Basic Information
Count Victor Lustig sold the "money-printing machine" which he claimed could copy $100 bills, but was actually just a clockwork prop for a Confidence Game. He would demonstrate the capability of the small box to clients, all the while lamenting that it took the device six hours to copy a $100 bill. The client, sensing huge profits, would buy the machines for a high price (usually over $30,000). Over the next twelve hours, the machine would produce just two more $100 bills, but after that it produced only blank paper, as its supply of hidden $100 bills would have become exhausted.
While Lustig pioneered this scheme, it's not like he had a patent on it, and other con artists may well have done the same thing since.
Sources
Game and Story Use
- In a setting with a great deal of magic, a wand or purse that produces a 100 GP gem every six hours is certainly a possibility. Is the one being offered genuine, or a scam put on by the thieve's-guild?
- A traditional device in some folklore is "fairy gold", illusory coins which transform back into pebbles and leaves after a day or two or when touched by iron or a holy object. Of course, the mark who tests the coin with his dagger is not going to expect more mundane trickery.
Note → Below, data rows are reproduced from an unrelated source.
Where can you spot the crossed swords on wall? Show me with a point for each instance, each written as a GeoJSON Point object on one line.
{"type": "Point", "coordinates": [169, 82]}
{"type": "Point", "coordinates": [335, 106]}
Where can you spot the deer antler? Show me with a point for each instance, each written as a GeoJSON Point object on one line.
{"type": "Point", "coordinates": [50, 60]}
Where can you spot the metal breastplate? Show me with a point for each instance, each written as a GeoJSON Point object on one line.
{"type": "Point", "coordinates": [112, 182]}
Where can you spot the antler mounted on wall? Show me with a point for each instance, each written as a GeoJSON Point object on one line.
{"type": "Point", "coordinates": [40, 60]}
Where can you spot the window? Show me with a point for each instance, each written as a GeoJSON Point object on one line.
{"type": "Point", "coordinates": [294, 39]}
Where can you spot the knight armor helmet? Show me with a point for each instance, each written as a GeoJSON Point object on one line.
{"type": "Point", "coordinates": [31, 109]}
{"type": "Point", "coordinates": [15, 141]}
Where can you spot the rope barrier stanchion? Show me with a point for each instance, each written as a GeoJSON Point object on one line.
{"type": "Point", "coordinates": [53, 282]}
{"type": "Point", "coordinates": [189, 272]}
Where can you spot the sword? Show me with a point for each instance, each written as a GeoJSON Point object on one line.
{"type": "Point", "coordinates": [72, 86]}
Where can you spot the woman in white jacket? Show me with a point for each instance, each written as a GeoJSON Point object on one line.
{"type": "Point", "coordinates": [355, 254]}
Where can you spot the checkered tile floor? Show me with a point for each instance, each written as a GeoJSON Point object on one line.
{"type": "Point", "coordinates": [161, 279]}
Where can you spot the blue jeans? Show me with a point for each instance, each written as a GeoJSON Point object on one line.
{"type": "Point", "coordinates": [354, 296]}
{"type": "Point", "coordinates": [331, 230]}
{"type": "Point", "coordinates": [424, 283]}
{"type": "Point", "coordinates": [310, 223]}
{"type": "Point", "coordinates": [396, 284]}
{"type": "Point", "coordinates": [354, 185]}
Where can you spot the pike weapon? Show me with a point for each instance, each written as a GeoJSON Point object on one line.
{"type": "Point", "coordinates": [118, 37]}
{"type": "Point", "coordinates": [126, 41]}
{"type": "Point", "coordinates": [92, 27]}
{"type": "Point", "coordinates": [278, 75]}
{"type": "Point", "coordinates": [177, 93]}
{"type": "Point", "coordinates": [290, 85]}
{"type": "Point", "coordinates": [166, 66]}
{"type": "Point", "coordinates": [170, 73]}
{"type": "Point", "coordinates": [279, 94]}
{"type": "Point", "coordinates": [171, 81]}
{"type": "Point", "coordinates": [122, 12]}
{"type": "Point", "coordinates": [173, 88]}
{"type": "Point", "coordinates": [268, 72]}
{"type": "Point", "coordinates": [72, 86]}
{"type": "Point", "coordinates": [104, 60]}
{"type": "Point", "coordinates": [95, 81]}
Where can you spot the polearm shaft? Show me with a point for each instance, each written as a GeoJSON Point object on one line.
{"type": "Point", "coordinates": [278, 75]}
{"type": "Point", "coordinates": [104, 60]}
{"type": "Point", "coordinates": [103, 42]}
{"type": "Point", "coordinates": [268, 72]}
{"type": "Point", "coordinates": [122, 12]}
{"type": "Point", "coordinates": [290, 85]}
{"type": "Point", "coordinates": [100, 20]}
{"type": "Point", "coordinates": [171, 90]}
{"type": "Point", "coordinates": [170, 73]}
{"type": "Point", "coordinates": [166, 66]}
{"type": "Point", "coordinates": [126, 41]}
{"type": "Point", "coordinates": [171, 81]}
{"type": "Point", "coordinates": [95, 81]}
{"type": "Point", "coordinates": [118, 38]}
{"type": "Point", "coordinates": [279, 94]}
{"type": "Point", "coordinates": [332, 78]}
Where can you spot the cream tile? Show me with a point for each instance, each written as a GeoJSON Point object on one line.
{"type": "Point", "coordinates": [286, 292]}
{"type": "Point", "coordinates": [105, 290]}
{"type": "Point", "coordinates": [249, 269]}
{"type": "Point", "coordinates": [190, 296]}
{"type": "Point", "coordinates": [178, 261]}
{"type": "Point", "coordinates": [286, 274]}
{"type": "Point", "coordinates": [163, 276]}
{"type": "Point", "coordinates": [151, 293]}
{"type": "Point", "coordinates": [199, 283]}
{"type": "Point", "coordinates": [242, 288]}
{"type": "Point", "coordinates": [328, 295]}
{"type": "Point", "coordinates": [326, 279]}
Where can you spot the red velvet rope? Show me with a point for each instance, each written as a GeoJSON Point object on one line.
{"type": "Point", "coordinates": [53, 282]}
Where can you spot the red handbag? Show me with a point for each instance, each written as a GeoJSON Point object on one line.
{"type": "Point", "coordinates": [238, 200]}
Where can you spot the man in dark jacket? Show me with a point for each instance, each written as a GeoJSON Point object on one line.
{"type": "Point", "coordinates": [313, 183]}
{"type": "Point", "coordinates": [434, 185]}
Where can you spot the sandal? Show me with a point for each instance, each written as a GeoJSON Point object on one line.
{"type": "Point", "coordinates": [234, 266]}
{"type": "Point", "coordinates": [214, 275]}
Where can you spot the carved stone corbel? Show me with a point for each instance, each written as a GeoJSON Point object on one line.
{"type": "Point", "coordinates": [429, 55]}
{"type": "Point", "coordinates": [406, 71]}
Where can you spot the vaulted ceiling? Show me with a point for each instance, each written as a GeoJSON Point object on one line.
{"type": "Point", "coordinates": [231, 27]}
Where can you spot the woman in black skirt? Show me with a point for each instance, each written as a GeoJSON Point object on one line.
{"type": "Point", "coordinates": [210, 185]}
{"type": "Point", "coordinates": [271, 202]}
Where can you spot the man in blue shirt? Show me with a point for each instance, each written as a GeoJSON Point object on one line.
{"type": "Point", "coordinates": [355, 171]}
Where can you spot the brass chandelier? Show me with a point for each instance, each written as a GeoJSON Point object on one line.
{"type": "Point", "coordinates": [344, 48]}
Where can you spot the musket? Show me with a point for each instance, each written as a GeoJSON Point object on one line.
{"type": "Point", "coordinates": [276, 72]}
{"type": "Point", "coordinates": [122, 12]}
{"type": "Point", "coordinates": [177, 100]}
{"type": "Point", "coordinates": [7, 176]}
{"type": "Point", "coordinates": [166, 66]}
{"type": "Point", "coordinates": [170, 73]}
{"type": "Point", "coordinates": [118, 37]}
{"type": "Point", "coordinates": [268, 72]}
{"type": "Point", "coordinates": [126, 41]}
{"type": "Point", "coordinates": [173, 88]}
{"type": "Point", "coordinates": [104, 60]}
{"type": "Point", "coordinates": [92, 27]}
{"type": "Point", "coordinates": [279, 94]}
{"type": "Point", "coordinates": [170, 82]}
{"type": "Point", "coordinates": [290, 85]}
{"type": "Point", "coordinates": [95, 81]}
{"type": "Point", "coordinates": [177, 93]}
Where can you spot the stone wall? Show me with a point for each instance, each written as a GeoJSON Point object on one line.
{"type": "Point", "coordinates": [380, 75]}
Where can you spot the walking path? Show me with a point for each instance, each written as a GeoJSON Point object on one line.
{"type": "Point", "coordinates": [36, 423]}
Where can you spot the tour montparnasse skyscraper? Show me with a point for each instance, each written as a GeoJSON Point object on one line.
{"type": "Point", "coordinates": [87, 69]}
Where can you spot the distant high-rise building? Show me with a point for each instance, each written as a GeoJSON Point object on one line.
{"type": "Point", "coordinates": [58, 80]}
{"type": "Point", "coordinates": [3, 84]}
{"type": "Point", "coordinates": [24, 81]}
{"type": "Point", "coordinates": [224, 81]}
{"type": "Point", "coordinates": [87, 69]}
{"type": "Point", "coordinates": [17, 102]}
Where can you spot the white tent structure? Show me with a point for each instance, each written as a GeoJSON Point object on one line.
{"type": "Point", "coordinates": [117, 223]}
- In a more modern setting, if the money box were real, it (and it's maker) would certainly be pursued by the Treasury Department (or its equivalent).
- The Treasury service might just assume it were a fraud, and ignore it, or forward any leads to whatever other government agency investigates fraud in that country.
- These days it's likely to be passed off as a high spec printer capable of forging magnetic strips and watermarks … but you might want to be extremely careful who you sold it to.
- If a money box is genuine, spies might use it to destabilize a the economy of an enemy nation. One box producing a few hundred dollars a day wouldn't be enough, but if it were faster, or there were more boxes…
- Victor Lustig himself would make an interesting NPC in a game set in the early 1900s. In addition to the moneybox scheme, he also "sold" the Eiffel tower to various marks, and even cheated Al Capone out of $5,000.
- Cheating Al Capone would seem to be an excellent example of not being careful who you rob. Could be an interesting motivator for someone turning State's Evidence… but possibly an easy witness to undermine for the defence (being both a professional liar and partie pris).